Но этот проклятый мешок!
Чтобы отвлечься, Николай начал тихонько напевать. Звонкий девичий смех послышался в торжественной тишине леса. «Это, конечно, она… «…и смех твой печальный и звонкий…» Какой, к черту, печальный! Над кем это она?»
— У вас слуха вот ни на столечко! — Девушка обернулась к Николаю и, давясь от смеха, показала кончик мизинца. — Вам, наверное, в детстве медведь на ухо наступил, правда?
— Я не Козловский, для меня слух не обязателен, — не очень удачно отпарировал озадаченный партизан.
— Бить фашистскую сволочь и без слуху можно, а Никола у нас на такой случай — спец наипервейший, — пришел ему на помощь Кузьмич. — Он вашего брата, фашиста…
И тут произошло нечто совершенно неожиданное. Девушка бросилась к старику, вцепилась ему в лацканы пиджака, прежде чем он успел остеречься, и затрясла так, что материя затрещала, а голова Кузьмина стала мотаться, как у тряпочной куклы.
— Что ты сказал?… Ты что такое сказал?… Как ты смеешь, скверный старикашка!..
Смущенный Кузьмич попытался оторвать цепкие руки, но не тут-то было.
— Какие вы тогда партизаны?
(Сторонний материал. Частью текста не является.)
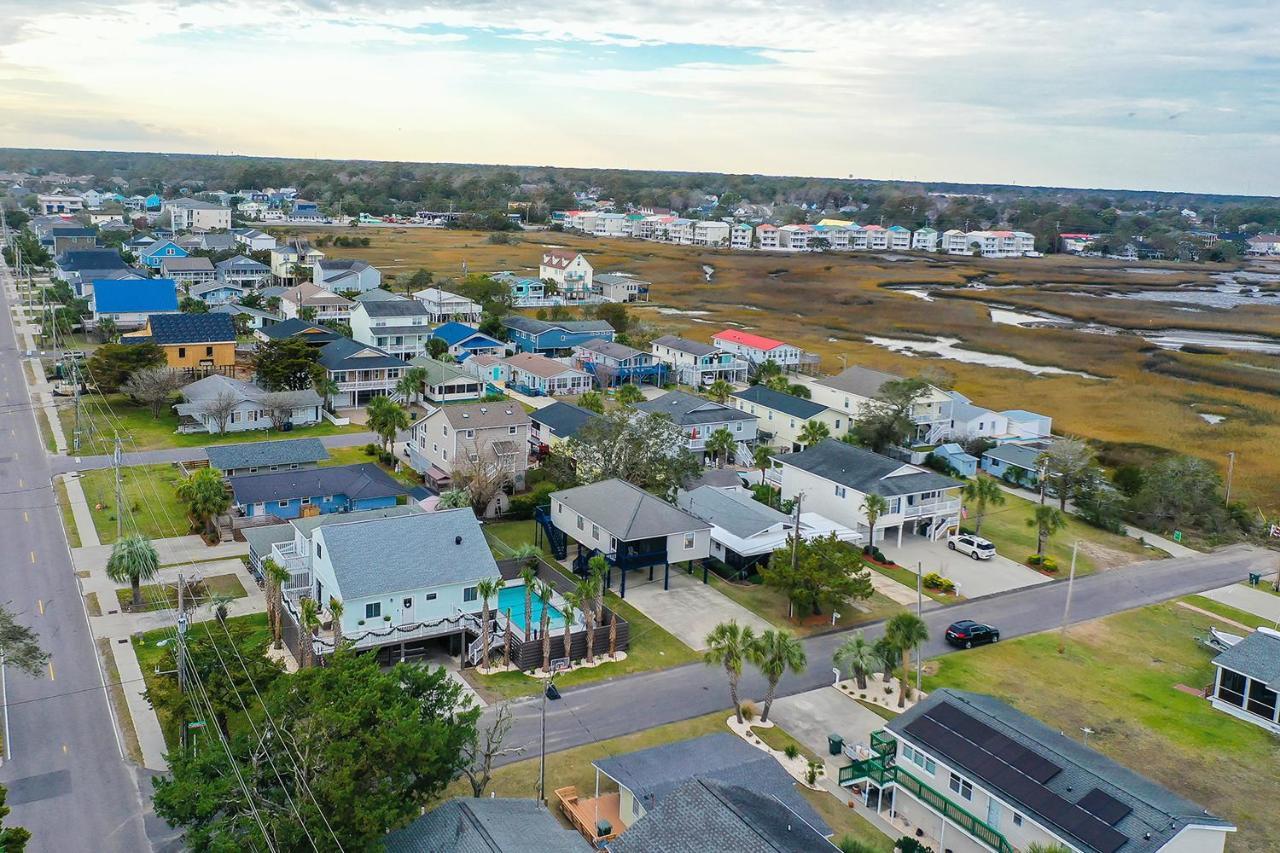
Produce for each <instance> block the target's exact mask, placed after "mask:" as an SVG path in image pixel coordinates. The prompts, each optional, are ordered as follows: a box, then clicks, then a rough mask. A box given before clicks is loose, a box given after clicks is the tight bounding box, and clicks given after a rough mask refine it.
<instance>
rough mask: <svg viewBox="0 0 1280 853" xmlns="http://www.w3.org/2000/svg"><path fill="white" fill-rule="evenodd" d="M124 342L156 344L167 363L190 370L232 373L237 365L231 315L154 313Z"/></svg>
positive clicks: (125, 340) (233, 330) (233, 327)
mask: <svg viewBox="0 0 1280 853" xmlns="http://www.w3.org/2000/svg"><path fill="white" fill-rule="evenodd" d="M122 341H123V342H125V343H155V345H156V346H159V347H160V348H161V350H164V353H165V360H166V361H168V365H169V366H170V368H173V369H174V370H187V371H191V373H230V371H232V369H233V368H234V366H236V324H234V321H233V320H232V315H230V314H152V315H151V316H148V318H147V324H146V325H145V327H143V328H142V329H141V330H138V332H133V333H131V334H125V336H124V337H123V338H122Z"/></svg>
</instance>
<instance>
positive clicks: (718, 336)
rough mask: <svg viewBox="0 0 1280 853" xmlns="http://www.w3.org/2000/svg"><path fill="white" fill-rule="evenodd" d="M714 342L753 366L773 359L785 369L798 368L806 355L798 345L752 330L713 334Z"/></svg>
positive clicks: (799, 366)
mask: <svg viewBox="0 0 1280 853" xmlns="http://www.w3.org/2000/svg"><path fill="white" fill-rule="evenodd" d="M712 343H714V345H716V346H717V347H718V348H719V350H722V351H724V352H728V353H730V355H735V356H737V357H740V359H742V360H745V361H746V362H748V364H749V365H753V366H759V365H762V364H764V362H765V361H772V362H773V364H776V365H778V366H780V368H782V369H783V370H796V369H799V368H800V365H801V362H803V361H804V356H805V352H804V351H803V350H801V348H800V347H797V346H794V345H790V343H783V342H782V341H774V339H773V338H767V337H764V336H760V334H751V333H750V332H739V330H737V329H724V330H723V332H718V333H717V334H714V336H712Z"/></svg>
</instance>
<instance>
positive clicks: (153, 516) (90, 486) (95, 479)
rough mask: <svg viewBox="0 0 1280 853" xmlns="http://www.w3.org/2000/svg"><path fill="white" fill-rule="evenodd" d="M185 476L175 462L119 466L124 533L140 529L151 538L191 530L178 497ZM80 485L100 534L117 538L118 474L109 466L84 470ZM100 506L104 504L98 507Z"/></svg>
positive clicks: (105, 538) (160, 537)
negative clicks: (160, 463)
mask: <svg viewBox="0 0 1280 853" xmlns="http://www.w3.org/2000/svg"><path fill="white" fill-rule="evenodd" d="M180 479H182V474H179V471H178V469H177V467H174V466H173V465H134V466H132V467H122V469H120V483H122V489H123V493H124V501H125V507H127V508H125V515H124V533H125V535H128V534H129V533H134V532H137V533H141V534H143V535H146V537H148V538H151V539H166V538H169V537H180V535H186V534H187V533H189V532H191V524H189V523H188V520H187V510H186V508H184V507H183V505H182V503H180V502H179V501H178V493H177V487H178V482H179V480H180ZM81 488H83V489H84V498H86V500H87V501H88V508H90V512H92V515H93V526H95V528H96V529H97V538H99V539H100V540H101V542H102V543H104V544H105V543H109V542H115V517H116V506H115V474H114V473H113V471H111V470H110V469H101V470H96V471H84V473H83V474H81ZM99 507H101V508H99Z"/></svg>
Вы тогда знаешь кто?…
— Отцепись… букса несмазанная! — отбивался от нее Кузьмич.
— Маша, брось ты его, старое трепло! Пошли! Там командир разберется, выпишет ему трудодней… он уже заработал!
Николай втайне был рад происшествию. «Как она расходилась! Нет, так притворяться нельзя. Горячая голова, и как смела — на вооруженного с кулаками… Ничего не боится…»
— Пошли, пошли, путь не близкий, — примирительно торопил он.
И снова они шли еле заметными охотничьими тропами. Лес то мельчал, переходил в болото, то снова выстраивался сплошной стеной, могучий, вековой, заваленный буреломом. Только хруст веток под ногами, жадный крик соек, дравшихся под дубом из-за палого желудя, да скрипучий стрекот сорочьей стаи, то догонявшей путников, то отстававшей от них, нарушали густую тишину.
Тропа вывела на заброшенные лесоразработки. Еще недавно все здесь, должно быть, было полно деятельного стука топоров, напряженного звона электрических пил, человеческих голосов и шипящего свиста падающих сосен.
Это было большое механизированное хозяйство. Вдоль деревянных дорог выстроились высокие штабели готовых бревен, желтые кубы пересохших дров. Как трупы на поле брани, валялись вырубленные, но не разделанные сосны с пожелтевшей, осыпавшейся хвоей. Из зарослей дударника и иван-да-марьи виднелась покрасневшая от дождей туша брошенного локомобиля, и подле него — уже вовсе заросший травой электрический мотор. Ржавели свернувшиеся штопором оборванные провода. Вдалеке, в кустах, как уснувший слон, стоял высокий трелевочный трактор, груженный очищенными от коры бревнами, которые уже посерели от дождей Лес, словно мстя за свои поверженные деревья, спешил закрыть человеческие следы и тропы травами, кустарником, бархатистым мхом.